1.1 Angles and lines
Angles measure the amount of turning from one position to another, so for example, you can describe how far around a circle you have moved. Imagine looking straight ahead and then turning around until you return to your starting position. The angle you have turned through is a full turn. If you turn so that you are facing in the opposite direction, you will have made half of a full turn. If you turn from looking straight ahead to facing either directly to your right or directly to your left, you will have made a quarter turn.

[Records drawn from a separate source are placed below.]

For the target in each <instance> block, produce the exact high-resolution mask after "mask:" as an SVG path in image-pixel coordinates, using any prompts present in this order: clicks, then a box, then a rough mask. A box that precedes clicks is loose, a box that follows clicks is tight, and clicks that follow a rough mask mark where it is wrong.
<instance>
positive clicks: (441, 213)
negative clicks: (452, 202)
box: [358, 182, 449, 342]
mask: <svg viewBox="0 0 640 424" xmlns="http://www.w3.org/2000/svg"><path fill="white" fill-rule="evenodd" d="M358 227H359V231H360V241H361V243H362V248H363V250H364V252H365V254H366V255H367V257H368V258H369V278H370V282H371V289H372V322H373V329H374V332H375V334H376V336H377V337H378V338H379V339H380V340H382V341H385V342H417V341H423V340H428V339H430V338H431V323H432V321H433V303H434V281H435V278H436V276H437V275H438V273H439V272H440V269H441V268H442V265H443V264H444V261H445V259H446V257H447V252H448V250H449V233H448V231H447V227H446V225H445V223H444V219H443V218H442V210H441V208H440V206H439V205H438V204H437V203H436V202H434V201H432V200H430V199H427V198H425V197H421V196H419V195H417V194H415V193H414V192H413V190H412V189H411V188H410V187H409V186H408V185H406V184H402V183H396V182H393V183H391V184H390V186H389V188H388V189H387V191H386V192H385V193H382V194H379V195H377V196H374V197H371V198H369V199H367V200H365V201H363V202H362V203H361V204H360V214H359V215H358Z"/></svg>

A full turn, or a circle, is defined as having 360º (said as 360 degrees). A circle is split into 360 equal parts, each part being 1º. Week 3 oflooks at fractions by using pizzas, and this is very similar. This system was inherited from the Babylonians, whose counting system was based on 60 and who were the first people to use degrees in astronomy.
If one full turn is 360º, this means that a half turn is 180º and a quarter turn is 90º, as shown in Figure 1. This helps us to define some basic ideas in geometry.
Figure 1 helps us to define some of the basic ideas of geometry.
- A circle is 360º.
- A straight line is 180º.
- A right angle is 90º.
Now, you’ve looked at one common way of measuring the amount of rotation, let’s think briefly about how to describe and show lines precisely.
Figure 1 shows a right angle, which is denoted by a small square drawn at the angle. This tells us that the angle is exactly 90º and not 89º or 91º. When two lines are at right angles to each other, they are also said to be perpendicular.
Lines that will never meet and are always the same distance apart, however far you extend them in either direction are called parallel lines. A railway track is an example of a set of two parallel lines and these are shown on diagrams by using an arrow (or double arrow) drawn on each line, as shown in Figure 2.
This use of precise language and definitions removes any confusion when you assess angles and lines on a diagram. These also allow us to move onto looking at shapes and the angles and lines that these are constructed from, in the next section.